Govt, BI brace for crisis to protect economy
Esther Samboh, The Jakarta Post, Jakarta | Mon, 09/19/2011 10:10 AM
JP/J. AdigunaPolicymakers announced last week measures to protect the economy, as they foresaw a second-round effect of the global economic slowdown affecting Indonesia next year.
Measures for the real sector include a stimulus package that could add infrastructure spending, fiscal incentives and Bank Indonesia’s (BI) lowering of the benchmark interest rate to provide low borrowing costs to encourage consumer spending and business expansion in the consumption-reliant economy.
BI has required local exporters and debtors to bring home their funds parked overseas to domestic bank accounts, in a move that will bring in more than US$30 billion and stabilize the rupiah so forex liquidity will be sufficient in times of crisis when foreign currencies normally dry up.

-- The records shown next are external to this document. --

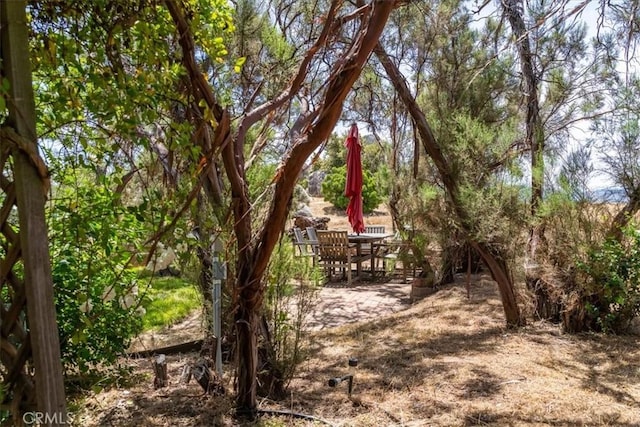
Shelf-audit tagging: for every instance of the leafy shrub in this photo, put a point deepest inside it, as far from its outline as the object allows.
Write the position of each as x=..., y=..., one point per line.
x=93, y=240
x=291, y=282
x=333, y=189
x=613, y=277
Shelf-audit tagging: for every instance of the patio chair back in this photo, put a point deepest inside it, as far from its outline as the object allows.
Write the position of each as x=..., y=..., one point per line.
x=333, y=245
x=301, y=243
x=375, y=229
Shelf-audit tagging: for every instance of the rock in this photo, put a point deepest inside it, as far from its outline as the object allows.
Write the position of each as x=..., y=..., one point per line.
x=315, y=183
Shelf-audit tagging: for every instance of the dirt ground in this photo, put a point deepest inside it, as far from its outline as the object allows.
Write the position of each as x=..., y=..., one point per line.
x=447, y=360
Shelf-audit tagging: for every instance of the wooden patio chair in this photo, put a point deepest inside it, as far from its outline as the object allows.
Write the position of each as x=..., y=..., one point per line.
x=377, y=229
x=305, y=247
x=379, y=249
x=335, y=251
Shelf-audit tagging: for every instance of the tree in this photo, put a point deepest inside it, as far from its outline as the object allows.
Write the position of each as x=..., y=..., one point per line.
x=456, y=101
x=314, y=127
x=19, y=139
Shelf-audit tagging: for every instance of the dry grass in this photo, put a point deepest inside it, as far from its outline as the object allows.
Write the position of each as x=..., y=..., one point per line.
x=446, y=361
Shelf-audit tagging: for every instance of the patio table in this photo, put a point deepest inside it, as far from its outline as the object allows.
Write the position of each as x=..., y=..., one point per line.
x=368, y=239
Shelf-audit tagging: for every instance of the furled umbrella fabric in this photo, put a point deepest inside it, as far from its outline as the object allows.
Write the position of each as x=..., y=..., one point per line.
x=353, y=186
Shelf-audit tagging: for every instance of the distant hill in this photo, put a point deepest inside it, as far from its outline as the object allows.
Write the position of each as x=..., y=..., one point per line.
x=609, y=195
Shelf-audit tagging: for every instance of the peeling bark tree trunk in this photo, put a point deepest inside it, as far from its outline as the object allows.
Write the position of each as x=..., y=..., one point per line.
x=30, y=195
x=535, y=137
x=498, y=268
x=254, y=253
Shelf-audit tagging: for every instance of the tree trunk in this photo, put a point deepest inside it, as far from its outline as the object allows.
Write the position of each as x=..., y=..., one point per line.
x=31, y=193
x=498, y=268
x=501, y=274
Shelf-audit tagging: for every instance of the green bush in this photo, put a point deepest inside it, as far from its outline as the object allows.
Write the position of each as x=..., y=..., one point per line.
x=93, y=239
x=613, y=291
x=333, y=189
x=292, y=288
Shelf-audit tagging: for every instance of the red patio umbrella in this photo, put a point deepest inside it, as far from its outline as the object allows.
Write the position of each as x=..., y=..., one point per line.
x=353, y=186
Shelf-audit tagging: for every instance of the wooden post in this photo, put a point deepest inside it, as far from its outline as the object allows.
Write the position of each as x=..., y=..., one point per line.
x=160, y=370
x=30, y=195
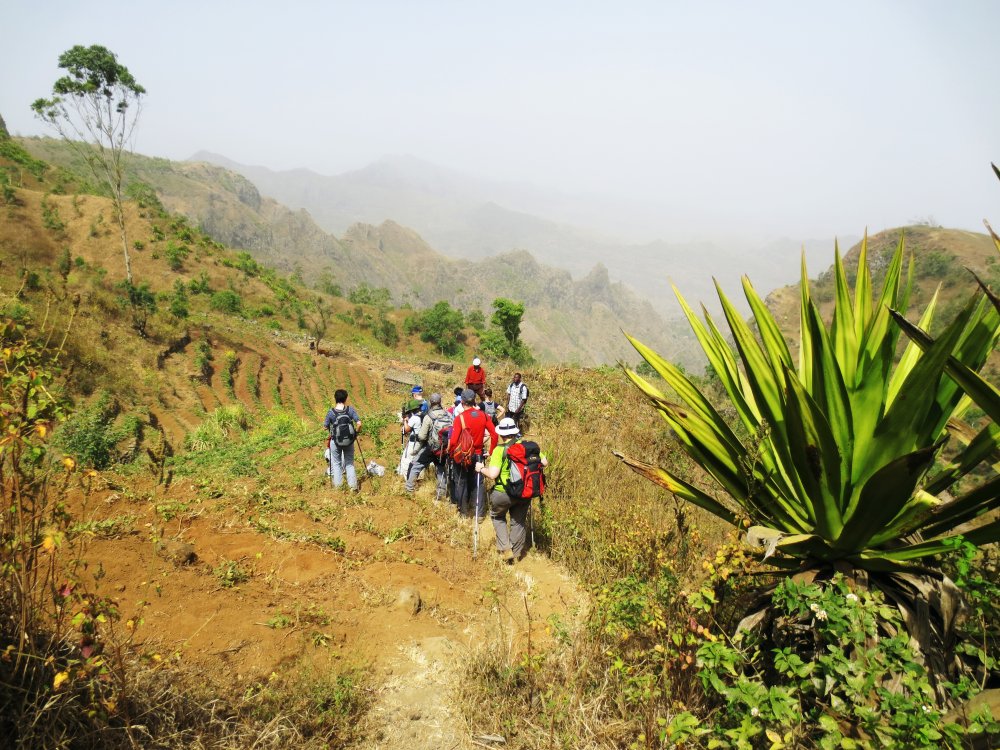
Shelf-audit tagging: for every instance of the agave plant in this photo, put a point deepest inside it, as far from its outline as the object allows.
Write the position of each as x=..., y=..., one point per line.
x=840, y=461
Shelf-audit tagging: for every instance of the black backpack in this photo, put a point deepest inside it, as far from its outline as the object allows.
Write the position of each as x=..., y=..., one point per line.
x=437, y=437
x=342, y=431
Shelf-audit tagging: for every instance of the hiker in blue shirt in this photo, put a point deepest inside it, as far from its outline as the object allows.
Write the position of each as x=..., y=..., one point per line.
x=342, y=449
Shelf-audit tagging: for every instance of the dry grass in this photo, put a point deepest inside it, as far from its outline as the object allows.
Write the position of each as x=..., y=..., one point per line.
x=606, y=680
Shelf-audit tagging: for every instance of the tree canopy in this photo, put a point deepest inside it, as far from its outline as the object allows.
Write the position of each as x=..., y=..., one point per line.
x=94, y=108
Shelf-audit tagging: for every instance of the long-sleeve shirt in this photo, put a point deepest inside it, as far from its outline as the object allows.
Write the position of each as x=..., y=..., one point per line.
x=476, y=421
x=474, y=376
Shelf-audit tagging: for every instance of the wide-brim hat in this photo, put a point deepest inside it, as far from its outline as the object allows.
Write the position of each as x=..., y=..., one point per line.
x=507, y=427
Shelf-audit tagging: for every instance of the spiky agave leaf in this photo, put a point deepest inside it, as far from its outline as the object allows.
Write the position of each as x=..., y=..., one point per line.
x=845, y=437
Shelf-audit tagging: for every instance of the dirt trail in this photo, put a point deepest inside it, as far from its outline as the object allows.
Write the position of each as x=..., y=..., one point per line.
x=418, y=707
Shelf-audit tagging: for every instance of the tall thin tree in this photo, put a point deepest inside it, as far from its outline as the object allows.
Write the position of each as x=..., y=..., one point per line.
x=95, y=108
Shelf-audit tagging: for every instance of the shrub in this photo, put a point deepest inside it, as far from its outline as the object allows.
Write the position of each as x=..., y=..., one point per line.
x=176, y=254
x=365, y=294
x=827, y=679
x=385, y=331
x=92, y=435
x=227, y=301
x=51, y=218
x=219, y=427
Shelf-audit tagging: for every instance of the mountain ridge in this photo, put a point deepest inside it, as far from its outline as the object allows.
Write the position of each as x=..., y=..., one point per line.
x=473, y=218
x=565, y=319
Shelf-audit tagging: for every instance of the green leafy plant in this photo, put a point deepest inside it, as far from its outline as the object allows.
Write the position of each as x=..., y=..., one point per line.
x=94, y=108
x=838, y=464
x=51, y=218
x=227, y=301
x=94, y=433
x=832, y=682
x=231, y=573
x=176, y=253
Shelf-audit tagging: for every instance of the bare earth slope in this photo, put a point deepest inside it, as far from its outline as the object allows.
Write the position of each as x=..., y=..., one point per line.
x=235, y=559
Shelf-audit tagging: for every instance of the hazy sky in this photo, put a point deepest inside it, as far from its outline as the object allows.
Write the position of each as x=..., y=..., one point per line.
x=777, y=118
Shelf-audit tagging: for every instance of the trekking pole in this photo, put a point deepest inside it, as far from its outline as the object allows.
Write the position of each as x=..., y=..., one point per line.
x=475, y=522
x=364, y=463
x=531, y=520
x=329, y=452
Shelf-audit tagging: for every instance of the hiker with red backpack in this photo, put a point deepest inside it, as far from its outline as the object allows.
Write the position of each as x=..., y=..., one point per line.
x=475, y=378
x=343, y=424
x=517, y=467
x=466, y=448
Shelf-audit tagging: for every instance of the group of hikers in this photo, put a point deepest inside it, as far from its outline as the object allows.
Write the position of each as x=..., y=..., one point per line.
x=467, y=442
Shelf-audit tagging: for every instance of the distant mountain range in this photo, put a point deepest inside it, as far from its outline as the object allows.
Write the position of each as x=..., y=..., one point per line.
x=566, y=319
x=465, y=217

The central bank has spent over $2 billion of its forex reserves so far this month by intervening, buying rupiah in the market when foreigners sell Indonesian assets to convert their gains to dollars, BI deputy governor Hartadi A. Sarwono said on Sunday. The reserve is now at about $122 billion, down from $124.6 billion late last month.
“BI will remain committed to acting in the market if necessary, using several measures including direct intervention, buying government bonds both by rupiah market operation and by auction using foreign exchange,” he said in a press statement.
The nation’s financial market has recently shown high volatility with heavy foreign selling pressures, as debt troubles in European countries and a stalling economic recovery in the US prompted investors to shift to safe haven investment instruments such as US dollars and Treasuries, gold and Swiss francs.
More than 9 percent has been wiped off Jakarta’s benchmark stock index since it reached a record 4,193 on Aug. 1, and the rupiah has dropped almost 5 percent during the same period — a phenomenon that analysts considered an alarm bell for the real economy, given that past crises were started by financial market turmoil that multiplied negative perceptions of the overall economy.
“The global economy’s negative sentiment, which was triggered by poor handling of the crisis in Europe, has put pressure on short-term foreign investors who exited the [Indonesian financial market] to take profits,” Hartadi said.
When the US-led 2008 crisis hit, the Jakarta Composite Index (JCI) plunged over 50 percent throughout the year, followed by a slowdown in the real economy’s growth to 4.5 percent in 2009, down from 6.1 percent the previous year.
President Susilo Bambang Yudhoyono’s administration then launched a Rp 73 trillion (US$8.32 billion) stimulus package in the form of additional government spending and fiscal incentives through government-borne import duties and value-added and income taxes to help revive business activities and avoid employment cuts.
“The 2009 measures are still relevant for implementation [now], but we’re not yet in a ‘concerning’ category, though we remain vigilant on economic conditions in the US, Europe and China,” Coordinating Economic Minister Hatta Rajasa said.
BI projected an economic slowdown to 6.5 percent next year from the projected 6.6 percent this year, while the government considered its 6.7 percent growth target next year to be “optimal”.